「お昼ご飯できたよ〜。」
鼻歌まじりに郷太がやってきた。
いつも軽快そうで楽しそうだ。


休憩??

「休憩にするか。」
「やったぁ、、」
七花はその場にへたりこんだ。

「ん?どしたの、七花。」

「なんで、、」

「ん?」
バテる七花に郷太が近寄った。

「何でこんな格好で特訓なの?、、はぁ、、」
「走り辛い?」
うんうん、と勢いよく頷く。

「街中でさ、七花はジャージでいるの?ダンスしてるとかなら話は別だけど。
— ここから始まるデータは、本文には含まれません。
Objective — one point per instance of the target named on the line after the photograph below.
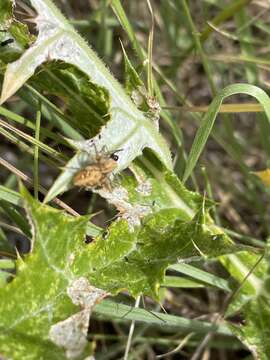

」
思い切り首を振る。
「でしょ。家政科だし、バイトはしてなくて家との往復、たまに女友達とお茶してウィンドウショッピング、だと、いつもの格好はこんな感じじゃない?」
パッと、広げた手のひらの先にあたしはいた。
「なんでそこまで、、」
聞くのも無駄だった。
「だから忍者なんだって。」
にこっと微笑まれる。

「普段の生活と同じ状況で訓練すること、それが大事だからだ。かと言って、街中で走り回ることはできないからな。さぁ。」
傍まで来ていた一花が手を伸ばし、七花の腕をぐいっとひいて立たせた。しゅるり、と腰紐も回収される。
「ぁ。僕が立たせてあげようと思ったのになー。」
「食事の後は護身術だ。」

軽い口笛を耳にしながら、ログハウスに向かう。
足裏はすっかり痛みが引いていた。
今は身体中が慣れない特訓であちこちが痛くなってきていた。
、、でも、頑張らなきゃ。

あたしは気持ちを振るい立たせた。